Neonatal Risk Factors for CKD Progression in Children

Session Information

  • Pediatric Nephrology - III
    November 04, 2023 | Location: Exhibit Hall, Pennsylvania Convention Center
    Abstract Time: 10:00 AM - 12:00 PM

Category: Pediatric Nephrology

  • 1900 Pediatric Nephrology

Authors

  • Sims, Joya M., The Children's Hospital of Philadelphia, Philadelphia, Pennsylvania, United States
  • Matheson, Matthew, Johns Hopkins University Bloomberg School of Public Health, Baltimore, Maryland, United States
  • Ng, Derek K., Johns Hopkins University Bloomberg School of Public Health, Baltimore, Maryland, United States
  • Warady, Bradley A., Children's Mercy Kansas City, Kansas City, Missouri, United States
  • Furth, Susan L., The Children's Hospital of Philadelphia, Philadelphia, Pennsylvania, United States
  • Hartung, Erum Aftab, The Children's Hospital of Philadelphia, Philadelphia, Pennsylvania, United States

Group or Team Name

  • CKiD Study Investigators.
Background

Neonatal risk factors for childhood CKD include prematurity, acute kidney injury (AKI), and sepsis.
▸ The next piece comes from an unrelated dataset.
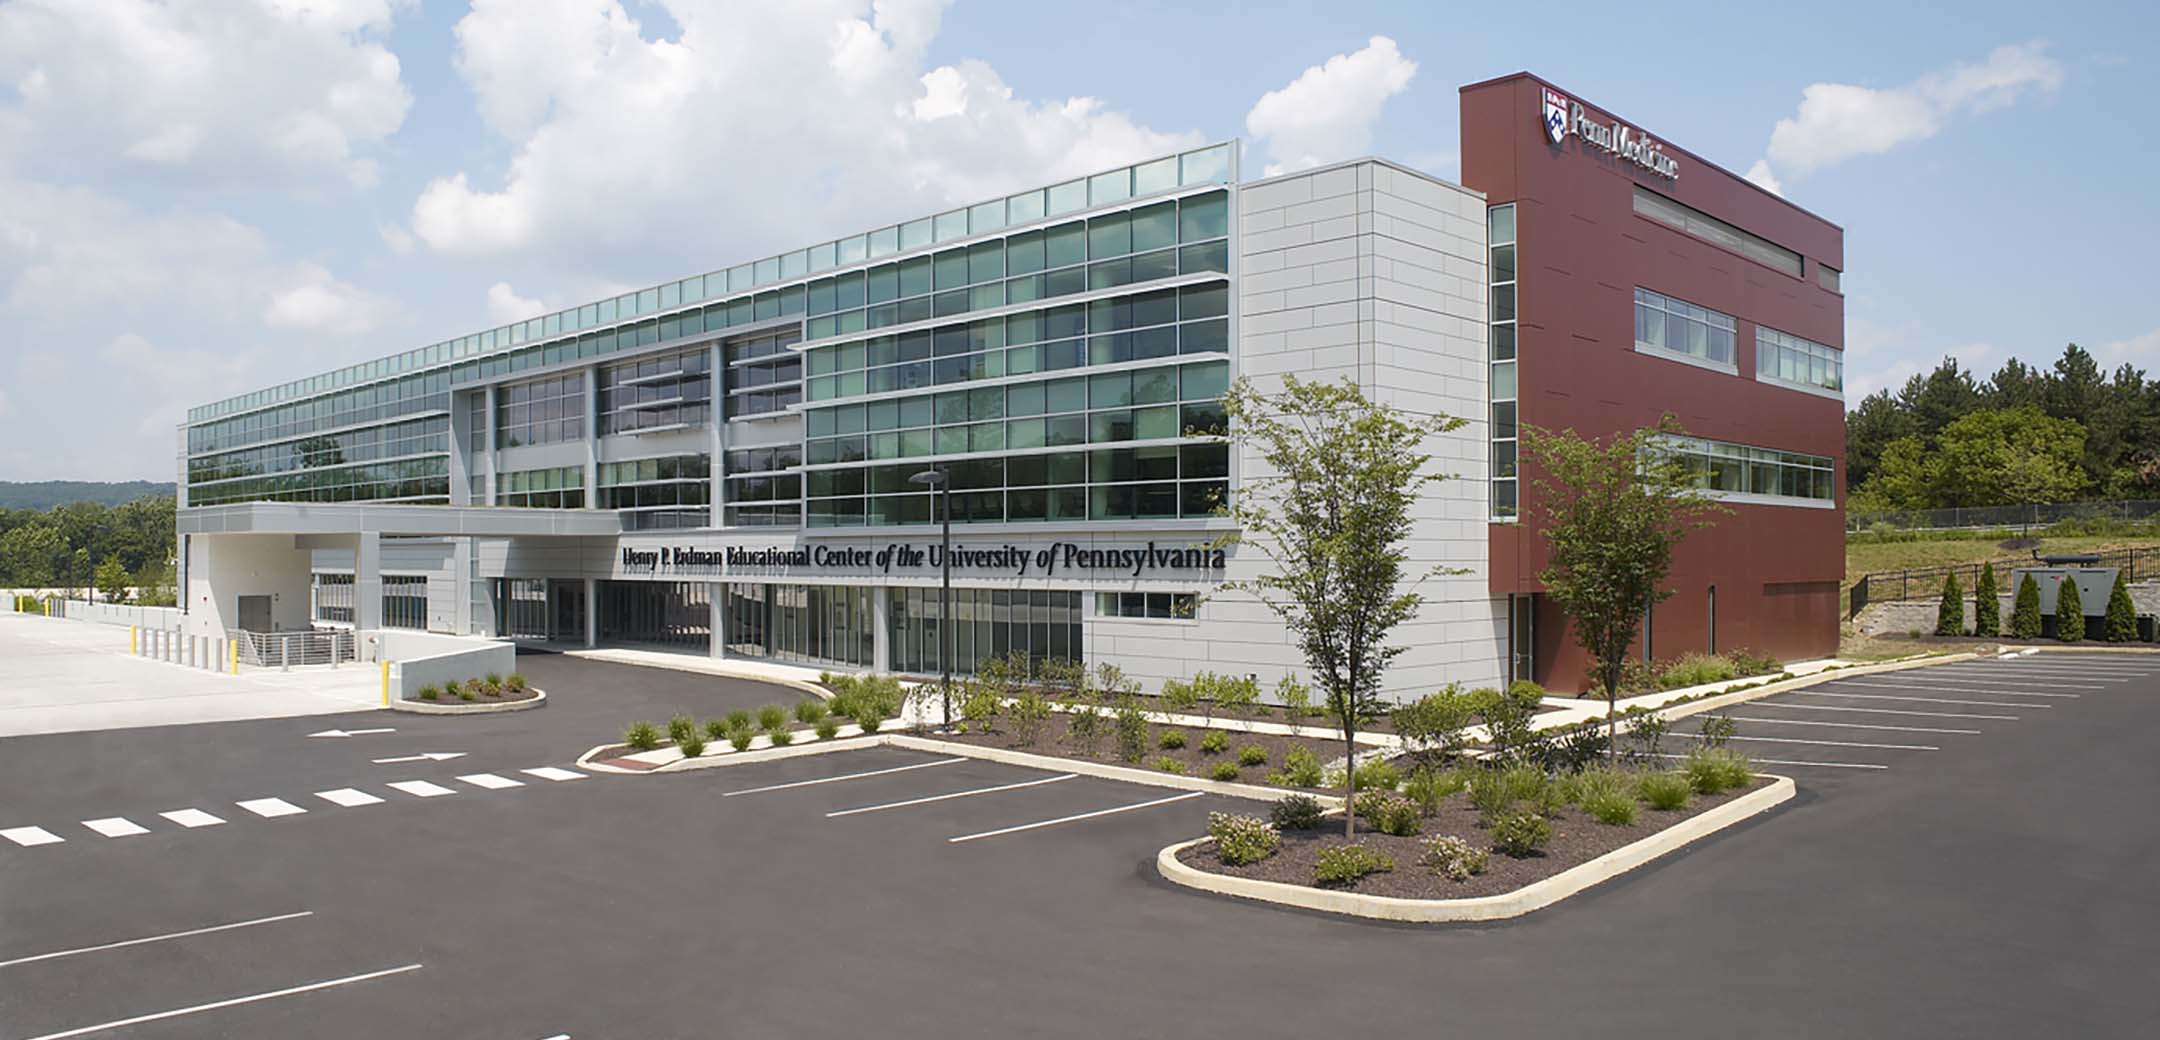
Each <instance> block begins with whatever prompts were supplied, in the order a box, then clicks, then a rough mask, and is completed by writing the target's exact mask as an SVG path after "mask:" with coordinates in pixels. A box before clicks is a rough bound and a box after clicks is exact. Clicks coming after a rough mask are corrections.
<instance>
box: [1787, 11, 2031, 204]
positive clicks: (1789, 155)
mask: <svg viewBox="0 0 2160 1040" xmlns="http://www.w3.org/2000/svg"><path fill="white" fill-rule="evenodd" d="M2061 84H2063V67H2061V65H2058V63H2056V61H2054V58H2050V56H2048V54H2046V45H2043V43H2017V45H2009V48H1996V50H1994V52H1992V54H1987V61H1981V63H1979V65H1966V63H1959V65H1953V67H1948V69H1942V71H1935V74H1929V76H1922V78H1918V80H1914V82H1907V84H1903V86H1886V89H1877V86H1858V84H1847V82H1817V84H1812V86H1808V89H1804V91H1801V93H1799V108H1797V110H1795V112H1793V115H1791V117H1786V119H1780V121H1778V125H1776V128H1773V130H1771V134H1769V151H1767V156H1765V158H1763V162H1756V169H1750V171H1747V179H1752V182H1756V184H1763V186H1771V184H1778V177H1780V175H1782V177H1804V175H1808V173H1814V171H1819V169H1825V166H1834V164H1838V162H1845V160H1851V158H1860V156H1879V154H1884V151H1890V149H1894V147H1899V145H1909V143H1914V141H1927V138H1931V136H1935V134H1938V132H1942V128H1944V125H1946V123H1948V121H1950V119H1955V117H1961V115H1974V112H1987V110H1992V108H2002V106H2007V104H2013V102H2017V97H2022V95H2026V93H2028V91H2054V89H2056V86H2061ZM1758 171H1760V177H1758V175H1756V173H1758ZM1771 171H1776V175H1773V173H1771ZM1771 190H1778V188H1771Z"/></svg>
It is not known how these factors, assessed in the 1st 90 days of life, are associated with early childhood kidney function in children with congenital kidney diseases.

Methods

Neonatal data including gestational age (GA); AKI or sepsis in first 90 days; and serum creatinine (SCr) at discharge was retrospectively collected on Chronic Kidney Disease in Children (CKiD) cohort study participants with congenital anomalies of the kidneys and urinary tract and other congenital kidney diseases. Participants with ≥1 CKiD study eGFR in follow up were included. SCr at NICU discharge was indexed to published mean SCr for GA and postnatal age (PMID: 34142253). We assessed univariate relationships between each predictor and incidence of eGFR<30 mL/min/1.73m2 by age 5 years (eGFR<305y) and parametric survival for time to eGFR<30 mL/min/1.73m2 (eGFR<30).

Results

123 children (71% male; median [IQR] baseline age 3.0 [1.7, 4.3] y) had available neonatal data. 36% were premature (GA<37 weeks). Median [IQR] birth weight was 3.13 [2.60, 3.46] kg; discharge age was 21 [7, 40] days;median discharge SCr was 1.00 [0.65, 1.55] mg/dL; discharge SCr index was 3.3 [2.0, 4.5]. 40% had history of AKI; 13% had history of sepsis. Prematurity, AKI, and sepsis were not associated with risk of eGFR<305y. SCr index >3.5 at discharge was associated with 52% earlier time to eGFR<30. Cumulative incidence of eGFR<305y was 21% for participants with discharge SCr index ≤3.5 and 47% for those with discharge SCr index >3.5 (Figure 1).

Conclusion

SCr index >3.5 by 90 days of age was associated with a significantly higher risk of eGFR <30 mL/min/1.73m2 by age 5 years in children with congenital kidney diseases in the CKiD cohort. Prematurity, AKI, and sepsis were not associated with CKD progression risk in this cohort.